Optik pitten direkt sıvı geçişinin engellenmesi için de çeşitli çalışmalar yapılmıştır. Rosenthal ve ark. optik pit üzerine otolog platelet enjekte ederek koagülasyon faktörlerinin çalışmasını indüklemeyi, bu şekilde optik pitten serebrospinal sıvının geçiş yollarının kapanmasını hedeflemişlerdir. Yayınladıkları vaka raporunda anatomik ve fonksiyonel başarı sağlasalar da henüz uzun dönem sonuçları bilinmemektedir (41).
Travassos ve ark. ise optik pit ağzına alt nazal kadrandan alınmış yaklaşık 0.5 mm3 boyutlarında skleral dokuyu yerleştirerek optik piti kapatmaya çalışmışlardır. PPV sonunda makula altı sıvı drene edilip skleral doku ile optik pit ağzı kapatılmış ve gaz tamponad verilmiştir.
Optik pit alanını kapatmak için öne sürülen bir başka yöntem ise ILM’nin soyulup yerinden ayırmadan OSB etrafında flap haline getirilerek ve OSB üzerine döndürülerek pit üzerine kapatılmasıdır. Bu teknikte standart PPV sonrasında OSB etrafında oluşturulan ILM flapleri ters çevrilerek pit üzerine kapatılmaktadır (inverted flap tekniği). Bu yolla subaraknoid boşluk ile subretinal boşluk arasındaki bağlantının engellenmesi planlanmıştır.
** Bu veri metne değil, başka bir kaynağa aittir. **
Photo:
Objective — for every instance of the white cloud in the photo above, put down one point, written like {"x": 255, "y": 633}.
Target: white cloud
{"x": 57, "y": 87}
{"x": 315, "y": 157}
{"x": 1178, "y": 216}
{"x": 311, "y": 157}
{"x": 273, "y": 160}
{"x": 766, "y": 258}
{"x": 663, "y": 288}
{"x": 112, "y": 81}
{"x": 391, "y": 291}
Diğer bir tıkayıcı madde ise otolog fibrin yapıştırıcısıdır. Otolog fibrin yapıştırıcısı kan bankalarında özel cihazlar ile hazırlanabilmektedir. Hastadan sitrat eklenmiş tüpe alınan yaklaşık 120 ml kan ile 5 ml otolog fibrin yapıştırıcısı hazırlanabilmektedir. Fibrin yapıştırıcısı dış ortamda beklememesi gerektiği için operasyon günü alınan kandan hazırlanıp hemen arkasından operasyonda kullanılmaktadır. Otolog fibrin yapıştırcısı ile birlikte koaktivatör (pH10 buffer solüsyonu) kullanılarak tepkime hızlandırılmaktadır (44).
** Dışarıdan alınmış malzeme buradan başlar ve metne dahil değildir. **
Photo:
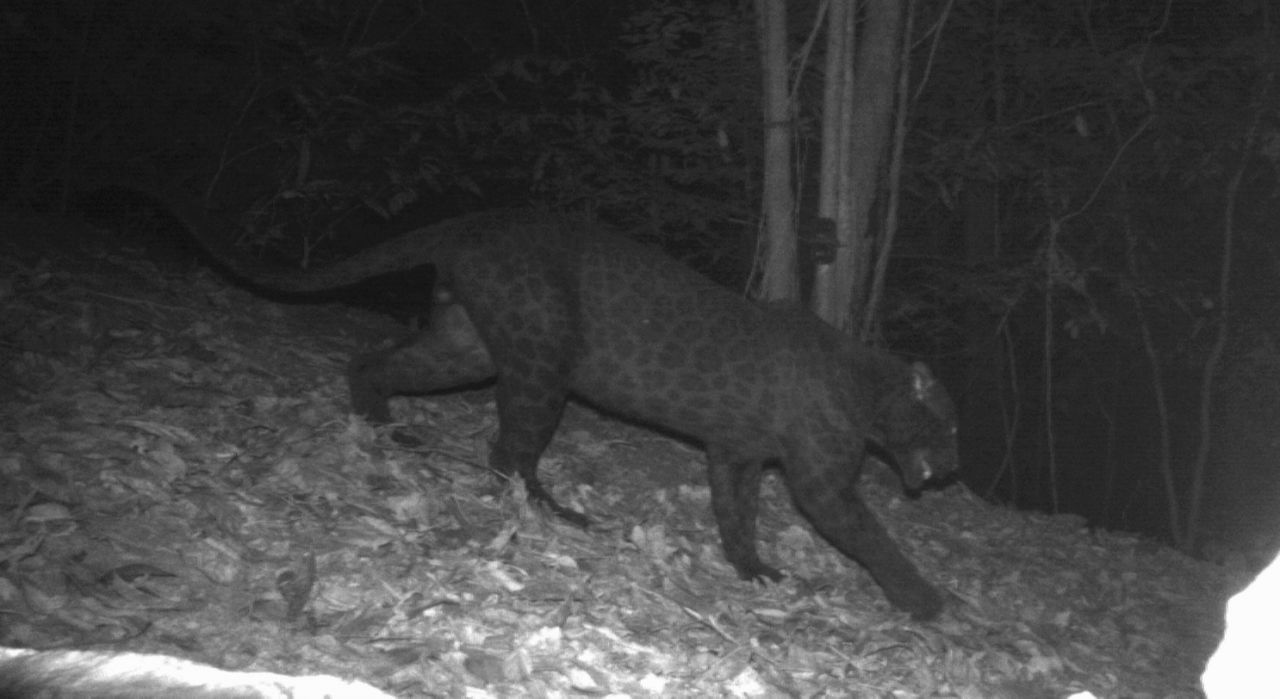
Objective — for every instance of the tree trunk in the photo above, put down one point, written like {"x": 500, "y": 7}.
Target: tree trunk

Bu yöntem kliniğimizde kullanılarak dünyada ilk kez tanımlanmış ve literatüre kazandırılmış bir tekniktir(45). Bu tekniği vitrektomiye rağmen nüks eden persistan makuler dekolmanlı olgularda kullanmaktayız. Bu olgularda sıvı hava değişimi sonrası optik sinir başına (OSB) önce bir damla fibrin, ardından bir damla koaktivatör damlatılmakta ve saniyeler içinde fibrin oluşumu görülmektedir. Genellikle OSB dışına taşan fibrin fazlası hava sıvı değişimi sonrası soyulmakta ve sadece OSB üzerindeki kısım bırakılmaktadır. Sonrasında sıvı hava değişimi ile cerrahi sonlandırılmaktadır. Postoperatif OSB OCT kesitlerinde de net olarak fibrin materyali görülebilmektedir.